Mitigating Error Accumulation in Continuous Navigation via Memory-Augmented Kalman Filtering
Yin Tang, Jiawei Ma, Jinrui Zhang, Alex Jinpeng Wang, Deyu Zhang
TL;DR
This work tackles state drift in continuous UAV navigation due to dead-reckoning in Vision-Language Navigation by reinterpreting navigation as Recursive Bayesian State Estimation. It introduces NeuroKalman, a two-stream framework that decouples a predictive prior (GRU-based motion dynamics) from a memory-guided likelihood update, where memory retrieval is formulated as Kernel Density Estimation over attention-derived anchors. A learnable Kalman gain fuses the prior and the corrected measurement to produce a drift-controlling posterior, enabling robust, data-efficient navigation with limited fine-tuning. Experiments on TravelUAV demonstrate improved trajectory accuracy, strong generalization to unseen scenes/objects, and explicit mitigation of error accumulation, highlighting the practical impact for GPS-denied UAV operation and long-horizon planning. The approach provides a principled, memory-augmented alternative to purely parametric models, with implications for safer, more reliable autonomous navigation in complex environments.
Abstract
Continuous navigation in complex environments is critical for Unmanned Aerial Vehicle (UAV). However, the existing Vision-Language Navigation (VLN) models follow the dead-reckoning, which iteratively updates its position for the next waypoint prediction, and subsequently construct the complete trajectory. Then, such stepwise manner will inevitably lead to accumulated errors of position over time, resulting in misalignment between internal belief and objective coordinates, which is known as "state drift" and ultimately compromises the full trajectory prediction. Drawing inspiration from classical control theory, we propose to correct for errors by formulating such sequential prediction as a recursive Bayesian state estimation problem.
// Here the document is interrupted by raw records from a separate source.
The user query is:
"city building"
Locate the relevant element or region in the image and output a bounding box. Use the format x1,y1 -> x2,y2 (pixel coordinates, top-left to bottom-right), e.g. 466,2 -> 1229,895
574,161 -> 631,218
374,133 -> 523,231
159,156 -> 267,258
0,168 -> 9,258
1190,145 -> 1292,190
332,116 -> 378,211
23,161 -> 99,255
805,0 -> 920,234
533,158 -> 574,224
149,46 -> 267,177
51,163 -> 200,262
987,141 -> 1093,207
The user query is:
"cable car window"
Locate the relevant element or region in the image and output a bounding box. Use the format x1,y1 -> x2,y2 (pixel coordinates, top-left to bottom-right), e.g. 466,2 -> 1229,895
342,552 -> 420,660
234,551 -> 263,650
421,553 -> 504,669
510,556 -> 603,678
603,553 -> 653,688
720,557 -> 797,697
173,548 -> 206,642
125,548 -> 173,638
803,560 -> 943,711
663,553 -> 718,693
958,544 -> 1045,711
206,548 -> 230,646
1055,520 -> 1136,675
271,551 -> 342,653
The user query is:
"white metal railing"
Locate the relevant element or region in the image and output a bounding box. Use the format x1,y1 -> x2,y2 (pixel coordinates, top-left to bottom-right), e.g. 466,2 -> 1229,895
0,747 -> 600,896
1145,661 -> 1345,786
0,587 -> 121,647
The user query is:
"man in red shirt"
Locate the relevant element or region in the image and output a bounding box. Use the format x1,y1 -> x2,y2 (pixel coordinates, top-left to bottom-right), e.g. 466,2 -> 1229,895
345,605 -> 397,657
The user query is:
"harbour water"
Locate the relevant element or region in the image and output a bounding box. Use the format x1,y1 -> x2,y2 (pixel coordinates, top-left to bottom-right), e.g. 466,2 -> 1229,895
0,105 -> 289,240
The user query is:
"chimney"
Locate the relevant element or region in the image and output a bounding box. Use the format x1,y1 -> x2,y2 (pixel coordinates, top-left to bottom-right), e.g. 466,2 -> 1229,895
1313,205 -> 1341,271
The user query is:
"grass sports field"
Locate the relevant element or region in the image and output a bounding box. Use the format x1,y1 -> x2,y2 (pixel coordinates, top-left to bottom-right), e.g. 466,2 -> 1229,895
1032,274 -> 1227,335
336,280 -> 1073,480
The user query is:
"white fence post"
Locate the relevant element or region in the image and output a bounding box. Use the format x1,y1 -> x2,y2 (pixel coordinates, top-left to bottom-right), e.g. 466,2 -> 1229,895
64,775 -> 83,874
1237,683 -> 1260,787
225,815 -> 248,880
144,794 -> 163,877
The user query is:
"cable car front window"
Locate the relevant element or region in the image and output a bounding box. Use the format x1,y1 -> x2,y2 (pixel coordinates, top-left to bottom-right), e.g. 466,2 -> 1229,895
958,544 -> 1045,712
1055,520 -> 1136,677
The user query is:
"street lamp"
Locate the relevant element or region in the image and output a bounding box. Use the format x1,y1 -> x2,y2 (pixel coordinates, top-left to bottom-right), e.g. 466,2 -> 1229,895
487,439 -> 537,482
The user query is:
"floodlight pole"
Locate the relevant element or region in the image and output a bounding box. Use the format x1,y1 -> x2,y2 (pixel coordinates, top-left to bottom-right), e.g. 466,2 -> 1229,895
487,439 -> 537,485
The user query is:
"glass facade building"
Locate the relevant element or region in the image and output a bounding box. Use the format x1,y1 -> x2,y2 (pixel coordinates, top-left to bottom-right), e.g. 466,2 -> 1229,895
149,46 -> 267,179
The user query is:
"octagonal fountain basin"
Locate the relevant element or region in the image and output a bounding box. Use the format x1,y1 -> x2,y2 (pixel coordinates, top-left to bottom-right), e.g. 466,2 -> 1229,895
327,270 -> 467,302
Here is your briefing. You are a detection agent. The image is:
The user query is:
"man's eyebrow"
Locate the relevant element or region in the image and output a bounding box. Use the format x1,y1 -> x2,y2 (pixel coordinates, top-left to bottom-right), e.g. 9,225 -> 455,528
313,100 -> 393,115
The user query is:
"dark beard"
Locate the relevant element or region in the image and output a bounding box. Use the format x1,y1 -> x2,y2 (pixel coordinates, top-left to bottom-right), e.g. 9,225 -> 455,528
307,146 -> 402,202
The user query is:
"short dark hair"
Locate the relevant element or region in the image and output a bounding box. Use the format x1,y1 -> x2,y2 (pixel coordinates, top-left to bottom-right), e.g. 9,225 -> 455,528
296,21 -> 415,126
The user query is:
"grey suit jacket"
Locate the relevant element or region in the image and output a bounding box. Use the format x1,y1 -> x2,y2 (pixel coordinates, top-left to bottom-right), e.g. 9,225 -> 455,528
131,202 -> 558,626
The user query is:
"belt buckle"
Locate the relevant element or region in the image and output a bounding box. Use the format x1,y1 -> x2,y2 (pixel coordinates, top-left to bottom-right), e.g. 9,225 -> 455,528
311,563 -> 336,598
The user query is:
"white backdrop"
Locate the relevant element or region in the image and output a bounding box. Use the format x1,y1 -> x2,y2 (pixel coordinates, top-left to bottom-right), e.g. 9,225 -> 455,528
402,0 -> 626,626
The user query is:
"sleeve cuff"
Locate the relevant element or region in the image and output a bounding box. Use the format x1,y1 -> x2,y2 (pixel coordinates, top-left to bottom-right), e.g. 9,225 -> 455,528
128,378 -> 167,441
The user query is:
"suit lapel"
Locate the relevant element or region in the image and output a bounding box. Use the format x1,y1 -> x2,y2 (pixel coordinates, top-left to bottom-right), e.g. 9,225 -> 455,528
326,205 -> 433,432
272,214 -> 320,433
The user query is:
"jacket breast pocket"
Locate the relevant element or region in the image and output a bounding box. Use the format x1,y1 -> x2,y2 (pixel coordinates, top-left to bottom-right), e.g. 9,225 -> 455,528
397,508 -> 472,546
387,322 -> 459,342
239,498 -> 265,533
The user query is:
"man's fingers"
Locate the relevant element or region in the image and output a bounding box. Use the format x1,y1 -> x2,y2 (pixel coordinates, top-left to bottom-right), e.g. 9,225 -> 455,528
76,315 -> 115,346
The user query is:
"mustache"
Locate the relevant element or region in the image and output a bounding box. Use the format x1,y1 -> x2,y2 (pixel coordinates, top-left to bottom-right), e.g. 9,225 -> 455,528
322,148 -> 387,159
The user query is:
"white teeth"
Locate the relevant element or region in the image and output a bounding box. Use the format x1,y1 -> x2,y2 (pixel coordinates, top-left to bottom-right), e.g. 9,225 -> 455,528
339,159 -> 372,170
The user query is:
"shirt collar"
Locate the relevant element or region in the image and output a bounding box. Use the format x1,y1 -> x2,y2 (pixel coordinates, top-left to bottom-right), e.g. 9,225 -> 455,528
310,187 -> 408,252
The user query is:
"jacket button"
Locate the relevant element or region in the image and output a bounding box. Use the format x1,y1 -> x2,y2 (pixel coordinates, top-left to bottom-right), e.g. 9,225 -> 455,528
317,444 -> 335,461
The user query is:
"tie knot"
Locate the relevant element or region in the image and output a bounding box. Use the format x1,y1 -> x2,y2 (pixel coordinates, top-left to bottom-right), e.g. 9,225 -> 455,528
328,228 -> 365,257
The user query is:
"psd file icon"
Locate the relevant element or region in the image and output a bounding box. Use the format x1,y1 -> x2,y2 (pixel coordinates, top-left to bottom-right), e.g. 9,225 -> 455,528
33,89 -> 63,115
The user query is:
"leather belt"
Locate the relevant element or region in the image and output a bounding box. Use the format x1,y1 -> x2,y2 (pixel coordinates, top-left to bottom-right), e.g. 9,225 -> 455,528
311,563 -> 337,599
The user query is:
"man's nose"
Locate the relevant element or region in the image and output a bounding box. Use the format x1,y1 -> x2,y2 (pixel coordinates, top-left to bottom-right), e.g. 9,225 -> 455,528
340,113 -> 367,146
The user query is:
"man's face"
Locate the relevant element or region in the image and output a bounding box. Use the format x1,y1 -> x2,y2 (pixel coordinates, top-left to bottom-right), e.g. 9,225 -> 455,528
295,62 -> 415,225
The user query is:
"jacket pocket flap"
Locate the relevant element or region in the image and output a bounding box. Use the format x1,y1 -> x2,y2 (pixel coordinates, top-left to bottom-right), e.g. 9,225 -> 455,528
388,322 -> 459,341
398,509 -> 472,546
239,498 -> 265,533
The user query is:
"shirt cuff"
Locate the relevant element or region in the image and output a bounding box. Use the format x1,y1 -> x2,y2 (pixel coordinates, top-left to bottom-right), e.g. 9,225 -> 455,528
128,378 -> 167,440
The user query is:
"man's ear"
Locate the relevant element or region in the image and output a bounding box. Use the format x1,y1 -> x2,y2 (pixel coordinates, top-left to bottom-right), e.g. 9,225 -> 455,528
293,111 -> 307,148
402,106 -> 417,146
In this paper, we design NeuroKalman, a novel framework that decouples navigation into two complementary processes: a Prior Prediction, based on motion dynamics and a Likelihood Correction, from historical observation. We first mathematically associate Kernel Density Estimation of the measurement likelihood with the attention-based retrieval mechanism, which then allows the system to rectify the latent representation using retrieved historical anchors without gradient updates. Comprehensive experiments on TravelUAV benchmark demonstrate that, with only 10% of the training data fine-tuning, our method clearly outperforms strong baselines and regulates drift accumulation.